The First Case of Many
A family is suing a school to change a student’s grade. A.I. is to blame—but only in part.
Given the pace at which generative A.I. tools have flooded the market and the much slower rate at which school districts and universities develop new policies, it was only a matter of time before a case focused on A.I. and cheating made its way to court.
That day came on Tuesday, when an attorney asked a federal judge to require Hingham High School, in Massachusetts, to raise the AP U.S. History grade of a student who had been penalized for allegedly using A.I. to research and outline a class project. The attorney for the student argued that because the school had no A.I. policy in the student handbook, using A.I. wasn’t cheating—and that the low grade the student received in that course would unfairly prevent him from applying to selective colleges. Hingham school officials have argued that the use of A.I. was clearly prohibited by policies laid out in class and by existing policies against plagiarism.
The case against the Hingham school system turns on the question of whether what the student did constituted cheating, according to the existing school policies: Were students allowed to use A.I. tools as these students did, or not? And is it, in fact, plagiarism to use research and an outline generated by a chatbot? But the ruling in this case won’t change the tricky truth about A.I. tools, which is that in most cases teachers don’t know or can’t prove that students are using A.I. tools when they’ve been told not to.

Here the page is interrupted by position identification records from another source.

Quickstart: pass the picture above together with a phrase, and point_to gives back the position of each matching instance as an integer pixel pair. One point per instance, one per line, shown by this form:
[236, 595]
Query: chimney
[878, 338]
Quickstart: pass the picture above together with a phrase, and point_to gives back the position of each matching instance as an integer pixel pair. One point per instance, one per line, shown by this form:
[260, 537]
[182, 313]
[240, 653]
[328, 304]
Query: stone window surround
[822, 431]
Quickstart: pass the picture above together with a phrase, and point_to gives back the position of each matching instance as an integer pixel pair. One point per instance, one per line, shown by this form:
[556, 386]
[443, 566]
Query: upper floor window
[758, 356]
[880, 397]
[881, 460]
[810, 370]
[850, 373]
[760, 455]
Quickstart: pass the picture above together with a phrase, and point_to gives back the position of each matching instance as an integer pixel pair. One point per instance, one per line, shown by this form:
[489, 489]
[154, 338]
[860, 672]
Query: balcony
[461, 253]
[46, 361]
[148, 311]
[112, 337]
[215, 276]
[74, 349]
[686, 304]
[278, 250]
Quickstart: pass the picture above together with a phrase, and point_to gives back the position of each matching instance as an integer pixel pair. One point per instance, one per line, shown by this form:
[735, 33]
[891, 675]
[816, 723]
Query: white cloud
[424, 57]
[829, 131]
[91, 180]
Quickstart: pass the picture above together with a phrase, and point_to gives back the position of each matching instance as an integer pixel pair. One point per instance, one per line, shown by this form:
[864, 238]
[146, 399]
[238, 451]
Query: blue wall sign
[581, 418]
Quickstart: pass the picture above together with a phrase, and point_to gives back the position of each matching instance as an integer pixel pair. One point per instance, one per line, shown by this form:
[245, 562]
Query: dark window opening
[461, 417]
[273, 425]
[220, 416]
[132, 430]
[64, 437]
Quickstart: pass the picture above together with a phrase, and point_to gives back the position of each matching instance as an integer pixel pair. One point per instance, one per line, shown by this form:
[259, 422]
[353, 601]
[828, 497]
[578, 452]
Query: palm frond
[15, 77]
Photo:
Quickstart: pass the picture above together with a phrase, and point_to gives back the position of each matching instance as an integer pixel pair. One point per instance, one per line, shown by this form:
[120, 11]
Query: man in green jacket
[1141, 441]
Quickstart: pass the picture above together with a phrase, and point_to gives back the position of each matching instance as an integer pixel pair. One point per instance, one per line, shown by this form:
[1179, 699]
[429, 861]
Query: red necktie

A.I. detection tools like Turnitin, which the teacher used in the Hingham case (along with ChatZero and the Chrome plugin Draftback), are considered inaccurate enough that OpenAI actually withdrew its own tool from the market. In her testimony on Tuesday, the teacher also explained that several books mentioned in the student’s project did not exist—a clear sign that they were likely invented by A.I. But signs like this will disappear quickly as tools for “humanizing” A.I. prose and checking for imaginary sources become widespread. And because A.I. tools are integrated into existing platforms like Grammarly to “help” students write, it won’t be clear to teachers—and sometimes to students themselves—what role A.I.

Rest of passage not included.